📝 SummarXiv

Abstract

Understanding how droughts may change in the future is essential for anticipating and mitigating their adverse impacts. However, robust climate projections require large amounts of high-resolution climate simulations, particularly for assessing extreme events. Here, we use a novel dataset, multiple large-ensembles of Global Climate Models (GCMs), downscaled to 12km using generative AI, to quantify the future risk of meteorological drought across New Zealand. The ensembles consists of 20 GCMs, including two single-model initial condition large ensembles. The AI is trained to emulate a physics-based regional climate model (RCM) used in dynamically downscaling, and adds a similar amount of value as the RCM across precipitation and drought metrics. Marked increases in precipitation variability are found across all ensembles, alongside highly uncertain changes in mean precipitation.
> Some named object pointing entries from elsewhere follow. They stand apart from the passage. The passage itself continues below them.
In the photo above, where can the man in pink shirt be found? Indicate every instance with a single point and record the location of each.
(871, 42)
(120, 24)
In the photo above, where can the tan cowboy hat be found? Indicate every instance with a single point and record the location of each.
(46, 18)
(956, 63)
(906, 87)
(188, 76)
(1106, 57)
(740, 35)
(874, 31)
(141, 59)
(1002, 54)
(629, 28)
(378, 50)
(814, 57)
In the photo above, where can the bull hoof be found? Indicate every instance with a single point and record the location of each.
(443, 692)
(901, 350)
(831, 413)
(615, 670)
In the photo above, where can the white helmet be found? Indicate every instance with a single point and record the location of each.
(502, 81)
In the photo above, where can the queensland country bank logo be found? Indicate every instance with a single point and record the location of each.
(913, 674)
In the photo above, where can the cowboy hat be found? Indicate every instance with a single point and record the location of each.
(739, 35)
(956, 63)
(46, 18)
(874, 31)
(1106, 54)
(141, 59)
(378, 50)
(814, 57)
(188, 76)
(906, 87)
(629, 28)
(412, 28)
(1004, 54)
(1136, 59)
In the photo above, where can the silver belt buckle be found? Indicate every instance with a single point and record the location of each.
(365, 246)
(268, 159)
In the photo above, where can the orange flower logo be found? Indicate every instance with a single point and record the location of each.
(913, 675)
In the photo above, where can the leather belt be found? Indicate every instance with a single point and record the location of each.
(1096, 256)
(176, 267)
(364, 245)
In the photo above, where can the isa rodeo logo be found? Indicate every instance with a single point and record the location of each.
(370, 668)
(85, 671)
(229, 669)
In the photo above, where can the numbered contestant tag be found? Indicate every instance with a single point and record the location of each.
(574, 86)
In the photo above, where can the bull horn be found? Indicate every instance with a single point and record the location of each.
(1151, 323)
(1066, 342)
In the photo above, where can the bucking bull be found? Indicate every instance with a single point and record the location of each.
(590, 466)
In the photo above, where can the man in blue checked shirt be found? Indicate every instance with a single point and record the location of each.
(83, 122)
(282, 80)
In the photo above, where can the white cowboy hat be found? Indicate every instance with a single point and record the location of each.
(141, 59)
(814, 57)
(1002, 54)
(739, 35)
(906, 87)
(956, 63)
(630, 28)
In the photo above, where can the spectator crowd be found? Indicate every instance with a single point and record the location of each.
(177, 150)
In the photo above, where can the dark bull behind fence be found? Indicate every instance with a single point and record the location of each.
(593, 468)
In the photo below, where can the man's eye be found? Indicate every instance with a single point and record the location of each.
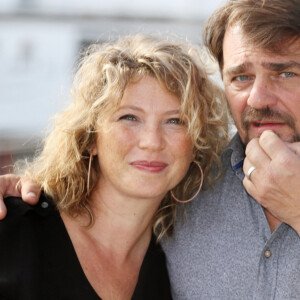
(241, 78)
(128, 117)
(287, 74)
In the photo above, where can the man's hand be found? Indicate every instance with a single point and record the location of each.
(12, 185)
(275, 182)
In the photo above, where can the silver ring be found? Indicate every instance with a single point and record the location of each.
(248, 175)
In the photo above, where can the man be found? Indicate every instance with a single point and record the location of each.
(232, 245)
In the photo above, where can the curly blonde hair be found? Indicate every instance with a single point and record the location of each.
(104, 72)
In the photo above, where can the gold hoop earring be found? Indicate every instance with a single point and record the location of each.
(199, 188)
(89, 175)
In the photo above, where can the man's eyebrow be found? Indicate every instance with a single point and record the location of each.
(236, 69)
(281, 66)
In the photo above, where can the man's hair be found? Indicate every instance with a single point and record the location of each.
(104, 72)
(266, 24)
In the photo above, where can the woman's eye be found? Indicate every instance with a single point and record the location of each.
(287, 74)
(128, 117)
(241, 78)
(174, 121)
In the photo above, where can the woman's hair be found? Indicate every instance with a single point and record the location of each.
(267, 24)
(104, 72)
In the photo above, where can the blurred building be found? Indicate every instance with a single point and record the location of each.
(40, 42)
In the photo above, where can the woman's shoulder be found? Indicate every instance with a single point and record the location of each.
(17, 208)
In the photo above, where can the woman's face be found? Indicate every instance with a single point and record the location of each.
(143, 149)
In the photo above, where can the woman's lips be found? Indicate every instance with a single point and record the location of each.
(149, 166)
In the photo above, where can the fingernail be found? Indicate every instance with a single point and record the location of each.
(31, 195)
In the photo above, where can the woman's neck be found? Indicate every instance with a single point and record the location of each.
(122, 225)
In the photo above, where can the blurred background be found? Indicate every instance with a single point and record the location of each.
(40, 42)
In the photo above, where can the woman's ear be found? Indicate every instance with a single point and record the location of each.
(93, 150)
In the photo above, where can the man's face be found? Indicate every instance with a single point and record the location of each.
(262, 88)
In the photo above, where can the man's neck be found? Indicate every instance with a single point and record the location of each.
(273, 221)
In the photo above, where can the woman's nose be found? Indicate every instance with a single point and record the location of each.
(152, 138)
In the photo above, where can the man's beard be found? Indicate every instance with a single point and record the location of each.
(270, 115)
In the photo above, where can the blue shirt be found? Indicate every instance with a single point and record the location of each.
(223, 248)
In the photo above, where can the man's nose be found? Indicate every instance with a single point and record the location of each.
(262, 95)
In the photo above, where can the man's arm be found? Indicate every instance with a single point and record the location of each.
(275, 182)
(12, 185)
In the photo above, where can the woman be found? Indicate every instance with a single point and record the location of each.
(144, 122)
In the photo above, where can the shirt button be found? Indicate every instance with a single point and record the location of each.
(268, 253)
(44, 204)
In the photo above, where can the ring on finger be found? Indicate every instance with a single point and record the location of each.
(251, 169)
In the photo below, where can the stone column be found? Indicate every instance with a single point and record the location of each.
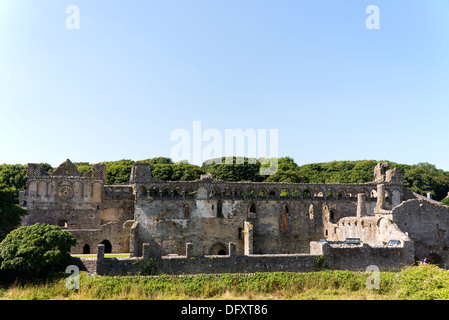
(247, 238)
(133, 239)
(145, 251)
(100, 253)
(380, 196)
(361, 205)
(231, 249)
(100, 259)
(189, 250)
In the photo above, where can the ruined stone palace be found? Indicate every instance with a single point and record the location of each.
(257, 218)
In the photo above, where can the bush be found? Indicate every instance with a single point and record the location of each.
(36, 250)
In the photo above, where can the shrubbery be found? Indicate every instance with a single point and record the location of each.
(36, 250)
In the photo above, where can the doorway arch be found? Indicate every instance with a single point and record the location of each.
(107, 246)
(218, 249)
(86, 249)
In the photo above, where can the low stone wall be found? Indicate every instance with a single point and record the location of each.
(336, 257)
(359, 257)
(207, 264)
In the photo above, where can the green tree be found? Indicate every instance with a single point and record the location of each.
(38, 250)
(234, 170)
(10, 213)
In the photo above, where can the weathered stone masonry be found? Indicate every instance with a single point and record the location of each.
(260, 219)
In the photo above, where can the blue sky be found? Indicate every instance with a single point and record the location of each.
(136, 71)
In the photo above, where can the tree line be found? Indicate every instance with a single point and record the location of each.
(421, 178)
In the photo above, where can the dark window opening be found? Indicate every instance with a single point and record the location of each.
(62, 223)
(107, 246)
(219, 210)
(86, 249)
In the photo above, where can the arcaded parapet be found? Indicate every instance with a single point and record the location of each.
(116, 238)
(427, 224)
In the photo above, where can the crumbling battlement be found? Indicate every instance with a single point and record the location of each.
(272, 226)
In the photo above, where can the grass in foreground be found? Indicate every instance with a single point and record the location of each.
(422, 282)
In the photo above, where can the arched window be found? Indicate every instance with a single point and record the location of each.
(86, 249)
(218, 249)
(284, 219)
(186, 211)
(219, 209)
(307, 194)
(252, 211)
(142, 193)
(107, 246)
(311, 212)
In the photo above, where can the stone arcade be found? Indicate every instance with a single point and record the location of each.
(352, 225)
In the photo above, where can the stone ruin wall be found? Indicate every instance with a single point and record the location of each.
(260, 218)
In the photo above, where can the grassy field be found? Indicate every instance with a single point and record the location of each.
(422, 282)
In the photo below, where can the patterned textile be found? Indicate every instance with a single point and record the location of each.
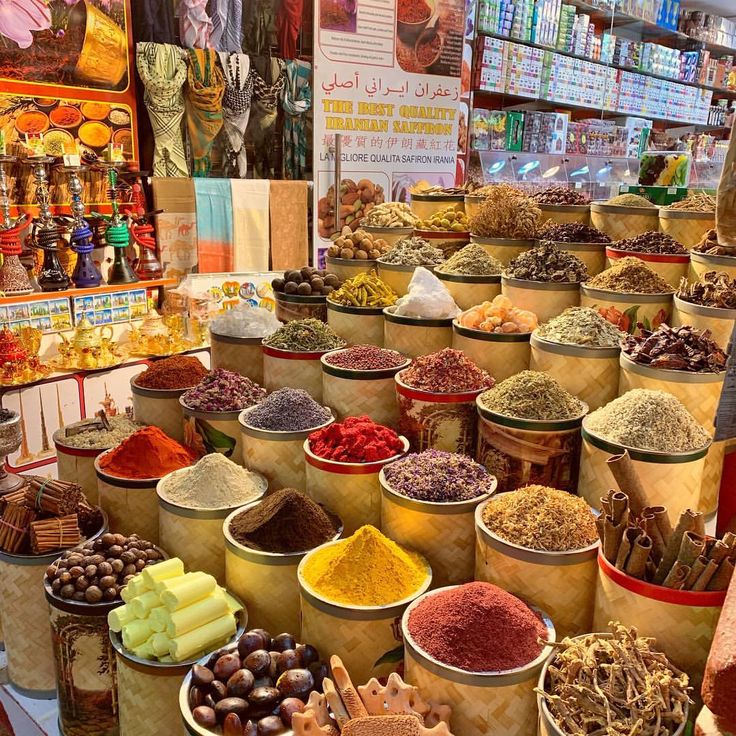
(204, 94)
(163, 72)
(296, 102)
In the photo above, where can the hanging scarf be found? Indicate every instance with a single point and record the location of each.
(195, 25)
(163, 72)
(296, 102)
(205, 88)
(236, 111)
(227, 25)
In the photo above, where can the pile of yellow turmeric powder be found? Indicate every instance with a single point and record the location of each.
(366, 569)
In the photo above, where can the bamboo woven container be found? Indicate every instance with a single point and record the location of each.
(425, 205)
(467, 291)
(148, 690)
(240, 354)
(670, 267)
(437, 421)
(159, 407)
(414, 336)
(276, 455)
(563, 581)
(24, 612)
(482, 702)
(546, 299)
(563, 213)
(700, 394)
(131, 504)
(293, 369)
(356, 324)
(363, 635)
(623, 222)
(250, 572)
(347, 268)
(442, 532)
(351, 490)
(589, 373)
(194, 535)
(719, 321)
(500, 354)
(670, 479)
(353, 393)
(593, 255)
(701, 263)
(504, 249)
(686, 227)
(547, 725)
(683, 621)
(627, 309)
(524, 451)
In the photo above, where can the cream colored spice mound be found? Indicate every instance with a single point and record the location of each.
(541, 518)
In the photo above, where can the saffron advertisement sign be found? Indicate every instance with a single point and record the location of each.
(387, 75)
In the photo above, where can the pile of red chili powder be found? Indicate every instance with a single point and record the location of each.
(356, 440)
(477, 627)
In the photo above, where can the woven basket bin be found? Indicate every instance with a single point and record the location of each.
(347, 268)
(699, 393)
(362, 634)
(671, 480)
(437, 421)
(356, 325)
(670, 267)
(701, 263)
(250, 572)
(500, 354)
(243, 355)
(719, 321)
(131, 505)
(24, 613)
(683, 621)
(503, 249)
(77, 465)
(564, 213)
(442, 532)
(545, 299)
(292, 369)
(589, 373)
(159, 407)
(521, 451)
(279, 456)
(593, 255)
(623, 222)
(562, 582)
(413, 336)
(350, 490)
(482, 703)
(353, 393)
(85, 666)
(626, 310)
(467, 291)
(685, 227)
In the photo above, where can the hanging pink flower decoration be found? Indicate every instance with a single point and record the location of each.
(19, 17)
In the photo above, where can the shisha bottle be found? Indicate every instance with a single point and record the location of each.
(47, 233)
(86, 275)
(13, 276)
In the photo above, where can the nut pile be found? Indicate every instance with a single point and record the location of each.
(561, 195)
(651, 242)
(98, 570)
(308, 281)
(390, 214)
(360, 245)
(256, 687)
(448, 219)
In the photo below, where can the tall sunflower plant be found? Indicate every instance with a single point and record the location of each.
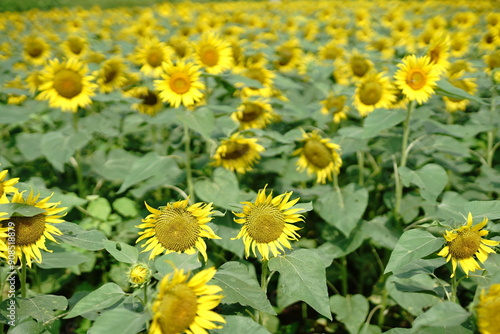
(284, 167)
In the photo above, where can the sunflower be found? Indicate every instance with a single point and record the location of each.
(185, 305)
(417, 77)
(237, 153)
(177, 227)
(335, 104)
(36, 50)
(7, 186)
(267, 223)
(75, 46)
(465, 244)
(438, 51)
(180, 84)
(214, 54)
(318, 156)
(453, 104)
(111, 75)
(150, 103)
(32, 232)
(254, 114)
(374, 91)
(487, 311)
(151, 54)
(66, 85)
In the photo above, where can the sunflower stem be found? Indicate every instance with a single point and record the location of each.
(361, 167)
(402, 163)
(490, 148)
(189, 175)
(23, 276)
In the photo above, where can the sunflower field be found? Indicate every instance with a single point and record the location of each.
(251, 167)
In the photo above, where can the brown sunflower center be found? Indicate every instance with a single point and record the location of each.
(416, 78)
(209, 57)
(177, 309)
(370, 93)
(180, 83)
(154, 57)
(235, 150)
(359, 66)
(177, 229)
(75, 45)
(35, 49)
(28, 229)
(317, 153)
(265, 223)
(251, 112)
(68, 83)
(150, 98)
(465, 245)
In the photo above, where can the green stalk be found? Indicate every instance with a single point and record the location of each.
(404, 157)
(23, 275)
(189, 175)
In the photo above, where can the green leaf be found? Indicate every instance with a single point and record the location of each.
(223, 190)
(147, 166)
(303, 277)
(203, 121)
(480, 209)
(166, 264)
(125, 207)
(381, 119)
(121, 251)
(19, 209)
(241, 286)
(413, 245)
(413, 302)
(445, 88)
(59, 148)
(119, 320)
(345, 210)
(445, 314)
(239, 324)
(61, 259)
(430, 179)
(76, 236)
(350, 310)
(42, 307)
(97, 300)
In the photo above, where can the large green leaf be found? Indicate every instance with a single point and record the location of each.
(303, 277)
(430, 179)
(42, 308)
(413, 245)
(119, 320)
(345, 209)
(202, 121)
(381, 119)
(241, 286)
(59, 148)
(445, 314)
(121, 251)
(240, 324)
(147, 166)
(350, 310)
(97, 300)
(76, 236)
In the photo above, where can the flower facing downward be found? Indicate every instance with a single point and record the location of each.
(417, 78)
(185, 305)
(268, 223)
(465, 244)
(177, 227)
(488, 311)
(319, 156)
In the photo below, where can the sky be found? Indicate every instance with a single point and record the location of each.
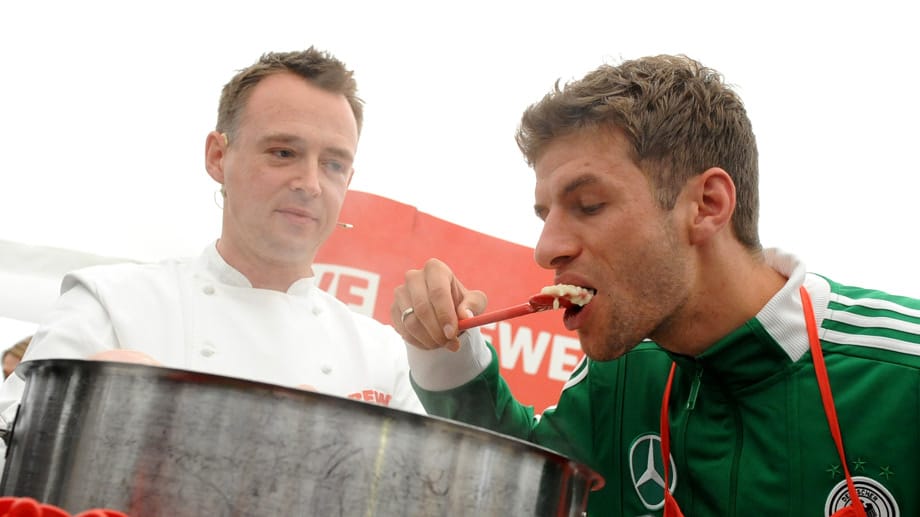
(104, 108)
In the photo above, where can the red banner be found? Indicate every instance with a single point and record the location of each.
(363, 265)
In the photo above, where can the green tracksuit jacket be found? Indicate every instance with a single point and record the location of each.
(748, 429)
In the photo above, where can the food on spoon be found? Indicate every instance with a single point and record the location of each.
(575, 294)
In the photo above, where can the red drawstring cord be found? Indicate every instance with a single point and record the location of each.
(855, 509)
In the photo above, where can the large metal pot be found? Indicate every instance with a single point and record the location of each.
(164, 442)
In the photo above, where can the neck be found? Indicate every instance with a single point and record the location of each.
(264, 272)
(730, 289)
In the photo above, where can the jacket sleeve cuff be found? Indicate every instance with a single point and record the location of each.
(441, 369)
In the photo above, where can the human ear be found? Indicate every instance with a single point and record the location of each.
(215, 148)
(712, 196)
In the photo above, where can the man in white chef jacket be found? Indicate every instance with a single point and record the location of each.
(286, 137)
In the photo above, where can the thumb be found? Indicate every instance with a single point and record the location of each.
(473, 303)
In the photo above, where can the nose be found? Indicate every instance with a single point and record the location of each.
(306, 179)
(558, 245)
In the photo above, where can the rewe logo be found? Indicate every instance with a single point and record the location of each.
(356, 288)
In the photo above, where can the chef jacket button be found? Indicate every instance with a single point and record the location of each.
(207, 350)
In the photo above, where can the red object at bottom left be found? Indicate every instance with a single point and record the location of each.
(28, 507)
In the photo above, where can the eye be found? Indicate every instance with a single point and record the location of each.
(591, 209)
(283, 153)
(335, 166)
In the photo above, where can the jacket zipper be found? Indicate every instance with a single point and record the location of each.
(695, 388)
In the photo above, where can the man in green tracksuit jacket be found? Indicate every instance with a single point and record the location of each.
(647, 186)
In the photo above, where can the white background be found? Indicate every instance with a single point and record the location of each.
(104, 107)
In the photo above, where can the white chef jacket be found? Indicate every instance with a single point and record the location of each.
(203, 315)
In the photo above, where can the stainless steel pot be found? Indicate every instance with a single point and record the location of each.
(163, 442)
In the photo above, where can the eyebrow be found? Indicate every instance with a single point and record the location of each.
(577, 183)
(284, 138)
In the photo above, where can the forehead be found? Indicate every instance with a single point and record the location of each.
(287, 103)
(603, 155)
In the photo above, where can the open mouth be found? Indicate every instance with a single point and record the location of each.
(572, 297)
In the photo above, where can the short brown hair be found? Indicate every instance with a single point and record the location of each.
(680, 118)
(318, 67)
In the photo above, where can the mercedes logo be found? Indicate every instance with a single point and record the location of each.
(647, 470)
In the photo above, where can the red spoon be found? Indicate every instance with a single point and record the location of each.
(537, 303)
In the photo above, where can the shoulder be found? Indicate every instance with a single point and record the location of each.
(126, 276)
(876, 323)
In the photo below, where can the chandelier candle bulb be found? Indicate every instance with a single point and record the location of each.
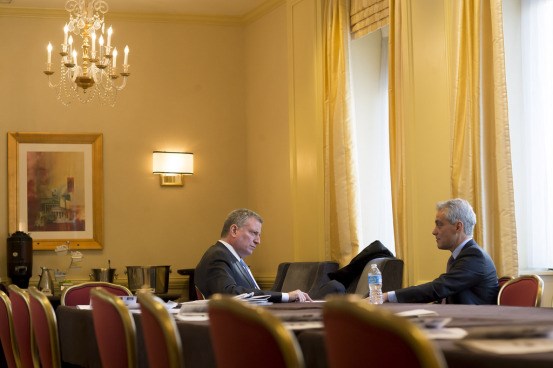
(114, 57)
(126, 61)
(110, 31)
(93, 38)
(70, 50)
(49, 48)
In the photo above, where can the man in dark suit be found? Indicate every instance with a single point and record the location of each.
(470, 277)
(222, 268)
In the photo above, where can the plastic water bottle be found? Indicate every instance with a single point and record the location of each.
(375, 285)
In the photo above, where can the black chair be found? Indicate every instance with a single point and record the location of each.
(306, 276)
(392, 276)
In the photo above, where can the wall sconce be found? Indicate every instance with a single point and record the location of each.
(172, 166)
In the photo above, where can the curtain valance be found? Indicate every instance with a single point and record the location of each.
(367, 16)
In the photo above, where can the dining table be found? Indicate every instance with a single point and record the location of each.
(79, 349)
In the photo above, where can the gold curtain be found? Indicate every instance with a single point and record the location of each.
(368, 16)
(341, 183)
(481, 159)
(400, 111)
Future projections show droughts will become more intense across the majority of the country, however, internal variability and model uncertainty obscure future changes in drought durations and frequency across large portions of the country. This uncertainty is understated using a smaller number of dynamically-downscaled simulations. We find evidence that extreme droughts up to twice as long as those found in smaller ensembles, could occur across the entirety of the country in the current climate, highlighting the value of long-duration downscaled simulations to sample rare events. These extremely long droughts increase in length in many locations under a high emissions SSP3-7.0 scenario giving rise to events around 30 months long in some locations.